Keeping the heat at bay in a home on a hot summer day is no easy task. But, by using an exterior or interior shade control, a homeowner can help reduce the heat gain in a home, and cut down on the electric bill when it comes to air-conditioning.

The U.S. Department of Energy offers this list of shading options to help keep a home cooler during warm weather months:

– Awnings: Block direct sunlight. Usually made of fabric or metal, awnings attach above the window and extend down and out. A properly installed awning can reduce heat gain up to 65 percent on southern windows and 77 percent on eastern windows. A gap between the top of the awning and the side of a house helps vent accumulated heat from under a solid-surface awning.

– Louvers: Adjustable slats that control the level of sunlight entering a home. Depending on the design, louvers can be vertical or horizontal, and adjusted from inside or outside your house.

– Shutters: Movable wooden or metal coverings that, when closed, keep sunlight out. Shutters are either solid or slatted with fixed or adjustable slats.

– Rolling shutters: Employ a series of horizontal slats that run down along a track. Rolling shades use a fabric. These are the most expensive shading options, but they work well and can provide security. Many exterior rolling shutters or shades can be conveniently controlled from the inside.

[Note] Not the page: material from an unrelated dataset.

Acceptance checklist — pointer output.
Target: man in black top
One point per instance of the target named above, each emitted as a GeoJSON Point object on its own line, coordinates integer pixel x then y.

– Solar screens: Can help keep direct sunlight from entering the window, cut glare and block light without blocking the view or eliminating airflow. Similar to standard window screens, solar screens also provide privacy by restricting the view of the interior from outside. Although do-it-yourself kits are available, these screens will not last as long as professionally built screens.

– Draperies and curtains: Window curtains and draperies tightly woven, light-colored and made of opaque fabrics are effective sunlight reflectors. Keep the curtain as tight against the wall around the window as possible. Also, two layers of draperies improve the effectiveness of insulation when it is either hot or cold outside.

– Venetian blinds: Properly adjusting Venetian blinds can allow some light through the window, while reflecting the sun’s heat. Some newer blinds are coated with reflective finishes.

– Opaque roller shades are effective when fully drawn. But this type of shade can also block light and restrict airflow.